Split lets you clean and explore your data by splitting a column into multiple new columns. You can split a column based on a delimiter or at a certain position, such as the second character or the third number in the column.
Split has two utterance variations:
Split <column> at the position <position> (calling the output columns <names>)
Split <column> by the delimiter <delimiter> (calling the output columns <names>)
Split uses the following parameters:
Column(required). The column you want to split.
Position(required). The position at which you want to split the value. For example, if you want to split the value at the first character or number, enter 1.
Delimiter(required). The delimiter you want to use to split the values in the column. This can be a number, letter, or symbol. A space (“ “) is the default delimiter.
Names(optional). If you want to give the resulting columns custom names, enter the names as a comma-separated list.
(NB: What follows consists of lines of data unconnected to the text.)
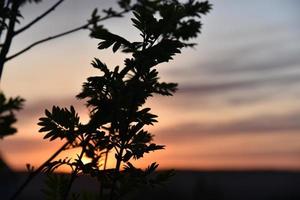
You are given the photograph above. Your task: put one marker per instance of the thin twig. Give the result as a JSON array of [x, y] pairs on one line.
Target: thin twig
[[52, 8], [9, 34], [46, 40], [60, 35], [37, 171], [74, 175]]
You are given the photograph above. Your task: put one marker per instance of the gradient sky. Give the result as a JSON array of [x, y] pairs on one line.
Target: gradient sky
[[237, 106]]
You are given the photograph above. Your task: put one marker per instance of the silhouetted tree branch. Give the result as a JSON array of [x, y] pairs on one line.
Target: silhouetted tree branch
[[37, 171], [39, 17], [85, 26]]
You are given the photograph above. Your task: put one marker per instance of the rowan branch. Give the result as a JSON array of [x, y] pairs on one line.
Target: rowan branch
[[38, 18], [60, 35]]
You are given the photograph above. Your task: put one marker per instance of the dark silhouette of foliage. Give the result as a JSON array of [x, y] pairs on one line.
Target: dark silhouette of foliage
[[8, 107], [116, 100], [10, 15]]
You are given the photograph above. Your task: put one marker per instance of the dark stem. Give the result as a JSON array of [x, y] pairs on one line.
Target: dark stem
[[73, 175], [9, 35], [39, 17], [59, 35], [117, 171], [37, 171]]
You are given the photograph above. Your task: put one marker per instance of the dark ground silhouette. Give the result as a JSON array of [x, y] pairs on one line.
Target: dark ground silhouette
[[187, 185]]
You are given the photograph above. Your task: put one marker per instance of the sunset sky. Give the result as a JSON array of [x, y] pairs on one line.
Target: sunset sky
[[238, 101]]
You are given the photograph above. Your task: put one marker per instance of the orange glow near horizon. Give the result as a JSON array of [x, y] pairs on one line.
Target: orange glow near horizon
[[237, 106]]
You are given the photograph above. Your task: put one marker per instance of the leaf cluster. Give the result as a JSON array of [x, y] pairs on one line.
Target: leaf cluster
[[116, 97]]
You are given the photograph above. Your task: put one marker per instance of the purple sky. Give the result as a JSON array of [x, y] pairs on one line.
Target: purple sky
[[238, 103]]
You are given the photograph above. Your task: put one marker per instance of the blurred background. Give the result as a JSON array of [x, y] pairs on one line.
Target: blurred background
[[237, 107]]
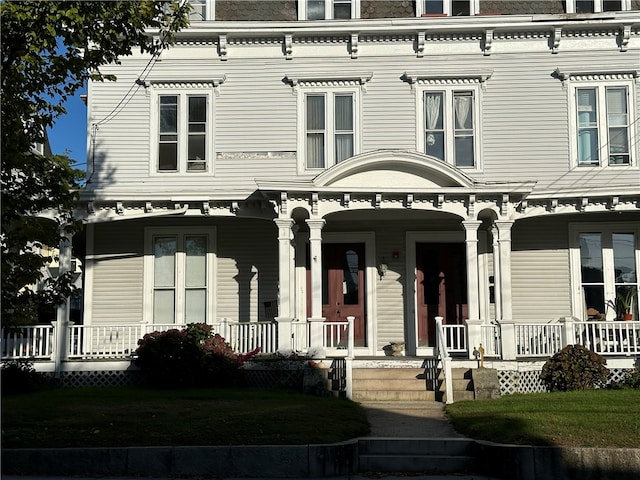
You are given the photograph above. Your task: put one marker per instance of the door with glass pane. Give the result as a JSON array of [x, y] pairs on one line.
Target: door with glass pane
[[441, 270], [343, 286], [180, 278]]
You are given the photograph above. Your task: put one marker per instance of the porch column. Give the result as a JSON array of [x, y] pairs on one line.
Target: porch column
[[286, 287], [473, 285], [504, 248], [316, 319], [61, 352]]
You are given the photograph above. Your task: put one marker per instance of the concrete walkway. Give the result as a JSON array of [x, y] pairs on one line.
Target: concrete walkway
[[402, 419]]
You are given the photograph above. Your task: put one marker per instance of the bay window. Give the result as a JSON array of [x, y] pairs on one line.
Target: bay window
[[179, 275]]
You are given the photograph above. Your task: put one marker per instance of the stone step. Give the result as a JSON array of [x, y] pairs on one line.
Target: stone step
[[393, 395], [429, 456]]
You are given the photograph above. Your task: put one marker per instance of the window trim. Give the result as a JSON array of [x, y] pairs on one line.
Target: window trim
[[447, 7], [606, 230], [328, 10], [183, 94], [148, 276], [327, 84], [434, 83], [601, 81]]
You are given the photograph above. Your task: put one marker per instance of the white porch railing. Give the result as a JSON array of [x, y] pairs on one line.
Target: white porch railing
[[538, 339], [445, 358], [35, 341], [609, 338]]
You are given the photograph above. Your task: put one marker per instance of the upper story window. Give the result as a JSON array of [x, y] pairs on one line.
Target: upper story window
[[596, 6], [601, 127], [451, 8], [448, 116], [328, 9], [202, 10], [182, 137], [328, 119]]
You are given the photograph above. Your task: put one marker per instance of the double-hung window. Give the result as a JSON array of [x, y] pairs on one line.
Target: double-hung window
[[452, 8], [184, 133], [328, 9], [603, 125], [179, 275], [605, 261], [329, 127]]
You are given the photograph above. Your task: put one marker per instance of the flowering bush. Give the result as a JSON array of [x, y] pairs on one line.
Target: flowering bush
[[192, 357], [574, 368]]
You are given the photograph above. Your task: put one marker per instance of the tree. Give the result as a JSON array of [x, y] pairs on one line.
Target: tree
[[49, 51]]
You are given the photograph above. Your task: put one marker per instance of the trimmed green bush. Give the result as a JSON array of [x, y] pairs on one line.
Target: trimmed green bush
[[575, 368], [192, 357]]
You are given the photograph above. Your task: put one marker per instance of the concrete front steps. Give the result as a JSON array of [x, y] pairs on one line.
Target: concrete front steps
[[401, 383], [424, 455]]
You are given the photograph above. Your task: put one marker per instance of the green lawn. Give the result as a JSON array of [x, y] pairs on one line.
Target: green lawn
[[126, 416], [596, 418]]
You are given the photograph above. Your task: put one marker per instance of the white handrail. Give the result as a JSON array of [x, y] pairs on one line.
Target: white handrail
[[445, 358]]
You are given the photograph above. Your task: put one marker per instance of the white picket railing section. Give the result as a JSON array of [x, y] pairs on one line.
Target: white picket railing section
[[35, 341], [538, 339], [609, 338]]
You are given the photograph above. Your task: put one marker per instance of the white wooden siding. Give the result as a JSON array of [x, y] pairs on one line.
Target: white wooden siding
[[523, 138]]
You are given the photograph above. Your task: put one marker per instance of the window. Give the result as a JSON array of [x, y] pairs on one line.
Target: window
[[607, 259], [603, 117], [595, 6], [330, 131], [328, 9], [451, 8], [184, 137], [449, 126], [179, 273], [202, 10]]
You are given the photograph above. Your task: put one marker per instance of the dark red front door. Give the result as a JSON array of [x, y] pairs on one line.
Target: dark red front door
[[442, 287], [343, 285]]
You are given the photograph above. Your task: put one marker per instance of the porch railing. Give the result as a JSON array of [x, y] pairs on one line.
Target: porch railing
[[538, 339]]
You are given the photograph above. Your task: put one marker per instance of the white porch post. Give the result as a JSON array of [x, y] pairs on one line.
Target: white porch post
[[286, 294], [473, 296], [61, 352], [316, 319]]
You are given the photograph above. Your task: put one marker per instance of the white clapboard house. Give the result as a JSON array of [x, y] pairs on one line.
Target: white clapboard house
[[349, 177]]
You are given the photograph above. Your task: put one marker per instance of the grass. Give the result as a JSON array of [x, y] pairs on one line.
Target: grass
[[596, 418], [128, 416]]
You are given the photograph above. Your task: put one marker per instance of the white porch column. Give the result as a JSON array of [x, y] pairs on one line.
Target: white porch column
[[286, 300], [316, 319], [473, 284], [504, 248], [63, 310]]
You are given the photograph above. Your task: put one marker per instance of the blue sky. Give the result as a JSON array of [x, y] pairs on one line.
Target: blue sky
[[69, 133]]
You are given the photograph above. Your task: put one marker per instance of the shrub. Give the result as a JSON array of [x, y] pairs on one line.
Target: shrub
[[574, 368], [19, 376], [193, 357]]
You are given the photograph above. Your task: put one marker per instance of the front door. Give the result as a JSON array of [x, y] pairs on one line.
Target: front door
[[442, 287], [343, 286]]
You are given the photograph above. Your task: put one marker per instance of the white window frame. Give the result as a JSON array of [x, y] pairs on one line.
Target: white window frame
[[209, 11], [447, 7], [183, 95], [597, 5], [328, 9], [606, 230], [434, 83], [327, 85], [587, 80], [148, 277]]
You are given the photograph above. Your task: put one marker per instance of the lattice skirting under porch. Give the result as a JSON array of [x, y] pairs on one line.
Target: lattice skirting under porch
[[513, 381]]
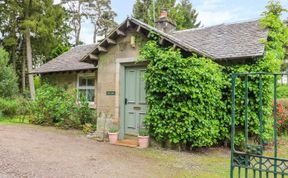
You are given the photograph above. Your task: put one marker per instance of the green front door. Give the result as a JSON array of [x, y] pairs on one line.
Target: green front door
[[135, 103]]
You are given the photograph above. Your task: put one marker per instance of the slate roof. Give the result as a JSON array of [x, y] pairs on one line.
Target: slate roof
[[226, 41], [68, 61]]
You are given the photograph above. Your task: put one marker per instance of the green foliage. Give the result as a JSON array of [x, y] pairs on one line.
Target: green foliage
[[271, 62], [184, 97], [189, 98], [37, 81], [8, 78], [8, 107], [282, 116], [282, 91], [143, 132], [14, 107], [85, 113], [113, 129], [88, 128], [58, 50], [181, 13], [56, 107]]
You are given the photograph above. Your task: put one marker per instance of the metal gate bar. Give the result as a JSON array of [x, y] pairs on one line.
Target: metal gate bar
[[253, 162]]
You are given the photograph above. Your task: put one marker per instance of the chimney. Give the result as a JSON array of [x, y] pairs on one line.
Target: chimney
[[164, 23]]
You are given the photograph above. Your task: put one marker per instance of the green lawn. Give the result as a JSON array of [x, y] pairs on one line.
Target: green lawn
[[14, 120]]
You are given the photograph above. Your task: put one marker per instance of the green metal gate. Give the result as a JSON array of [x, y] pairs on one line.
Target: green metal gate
[[250, 162]]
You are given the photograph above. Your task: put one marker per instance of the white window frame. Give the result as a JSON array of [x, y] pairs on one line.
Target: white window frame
[[87, 76]]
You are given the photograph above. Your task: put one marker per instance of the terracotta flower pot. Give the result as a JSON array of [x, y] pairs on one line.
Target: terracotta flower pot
[[143, 141], [113, 137]]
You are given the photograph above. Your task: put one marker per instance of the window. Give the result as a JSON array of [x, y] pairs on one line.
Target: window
[[86, 87]]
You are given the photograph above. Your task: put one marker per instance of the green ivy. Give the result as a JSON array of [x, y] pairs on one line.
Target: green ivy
[[184, 97], [189, 98]]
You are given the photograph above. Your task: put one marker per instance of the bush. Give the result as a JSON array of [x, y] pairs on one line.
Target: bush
[[8, 107], [282, 116], [8, 77], [54, 106], [282, 91], [85, 113], [14, 107], [184, 97]]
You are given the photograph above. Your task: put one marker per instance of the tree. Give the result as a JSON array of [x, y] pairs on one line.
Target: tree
[[25, 26], [8, 77], [186, 16], [102, 17], [181, 13], [77, 10]]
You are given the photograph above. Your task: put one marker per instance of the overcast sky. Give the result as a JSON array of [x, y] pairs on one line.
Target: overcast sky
[[211, 12]]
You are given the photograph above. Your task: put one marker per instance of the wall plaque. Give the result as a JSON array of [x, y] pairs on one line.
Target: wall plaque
[[110, 93]]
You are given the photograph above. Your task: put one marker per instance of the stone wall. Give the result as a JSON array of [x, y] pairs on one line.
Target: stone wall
[[109, 78]]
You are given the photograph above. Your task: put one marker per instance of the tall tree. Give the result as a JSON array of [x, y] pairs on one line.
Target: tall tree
[[101, 16], [185, 15], [32, 28], [78, 13], [181, 13]]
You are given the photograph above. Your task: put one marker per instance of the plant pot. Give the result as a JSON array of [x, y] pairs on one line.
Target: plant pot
[[143, 141], [113, 137]]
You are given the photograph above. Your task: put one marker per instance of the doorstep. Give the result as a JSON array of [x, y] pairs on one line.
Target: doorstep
[[127, 143]]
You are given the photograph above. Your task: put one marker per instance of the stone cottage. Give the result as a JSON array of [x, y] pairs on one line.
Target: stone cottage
[[109, 76]]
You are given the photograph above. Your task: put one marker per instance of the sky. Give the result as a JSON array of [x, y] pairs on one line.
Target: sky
[[211, 12]]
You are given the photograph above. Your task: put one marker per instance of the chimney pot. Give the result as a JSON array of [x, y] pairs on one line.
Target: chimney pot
[[164, 23], [164, 13]]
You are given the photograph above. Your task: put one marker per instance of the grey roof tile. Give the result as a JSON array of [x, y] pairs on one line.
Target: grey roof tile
[[224, 41], [68, 61]]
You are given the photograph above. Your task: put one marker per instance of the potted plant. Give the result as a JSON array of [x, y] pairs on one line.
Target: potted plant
[[143, 138], [113, 135]]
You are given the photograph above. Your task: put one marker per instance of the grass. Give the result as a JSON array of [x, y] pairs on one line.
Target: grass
[[212, 162], [13, 120]]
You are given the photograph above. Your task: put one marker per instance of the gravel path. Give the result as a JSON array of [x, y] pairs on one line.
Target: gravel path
[[32, 151]]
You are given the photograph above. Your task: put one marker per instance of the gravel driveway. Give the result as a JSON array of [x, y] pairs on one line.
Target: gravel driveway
[[32, 151]]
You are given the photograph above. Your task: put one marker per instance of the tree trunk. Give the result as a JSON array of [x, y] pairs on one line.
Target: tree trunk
[[95, 34], [29, 63], [78, 30], [13, 56], [29, 54]]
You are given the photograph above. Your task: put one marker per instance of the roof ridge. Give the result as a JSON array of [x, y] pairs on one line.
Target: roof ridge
[[227, 23]]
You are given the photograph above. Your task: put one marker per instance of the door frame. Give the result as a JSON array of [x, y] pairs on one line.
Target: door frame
[[122, 68]]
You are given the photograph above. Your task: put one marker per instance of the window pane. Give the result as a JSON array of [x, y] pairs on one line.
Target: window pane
[[82, 81], [90, 82], [90, 95]]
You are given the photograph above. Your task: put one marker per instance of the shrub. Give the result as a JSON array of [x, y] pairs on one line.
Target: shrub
[[14, 107], [143, 132], [85, 113], [54, 106], [8, 107], [8, 77], [88, 128], [184, 97], [282, 116], [282, 91], [113, 129]]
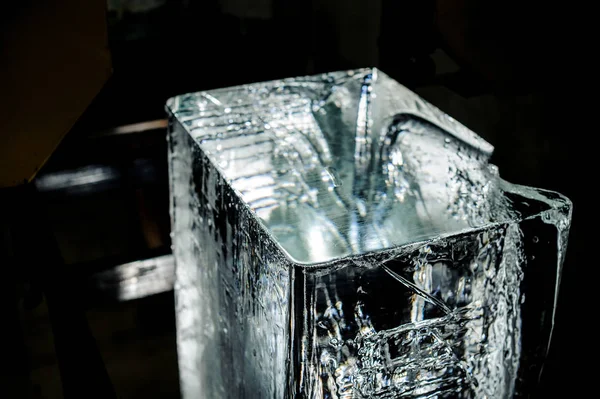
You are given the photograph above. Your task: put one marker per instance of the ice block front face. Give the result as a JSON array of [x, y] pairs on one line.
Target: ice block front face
[[336, 236]]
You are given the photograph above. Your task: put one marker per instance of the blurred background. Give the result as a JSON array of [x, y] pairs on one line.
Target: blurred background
[[504, 69]]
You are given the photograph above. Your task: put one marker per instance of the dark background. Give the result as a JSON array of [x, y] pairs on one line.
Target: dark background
[[511, 71]]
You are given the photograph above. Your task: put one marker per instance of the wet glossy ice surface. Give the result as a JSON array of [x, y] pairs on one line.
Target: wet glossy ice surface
[[338, 237]]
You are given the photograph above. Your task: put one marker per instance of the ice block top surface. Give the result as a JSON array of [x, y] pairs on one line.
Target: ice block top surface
[[344, 163]]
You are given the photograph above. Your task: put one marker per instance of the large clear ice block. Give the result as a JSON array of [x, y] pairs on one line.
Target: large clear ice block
[[336, 236]]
If the column is successfully split, the split columns are appended to your dataset and a sample of the updated dataset is shown in the display panel and a success message is shown in the chat box.
Otherwise, an error message is shown in the chat box.
Consider a dataset called “Titanic” that contains information on each passenger, including the following columns:
Age. Their age.
Gender. Their gender.
Name. Their name.
PClass. Their class.
Cabin. The passenger’s cabin ID.
Survived. Whether they survived the disaster.
Values in the Cabin column are often listed as “level-room number,” such as A-23. To split the Cabin column into a CabinLevel and CabinNumber column, enter
Split Cabin by the delimiter - calling the output columns CabinLevel, CabinNumber.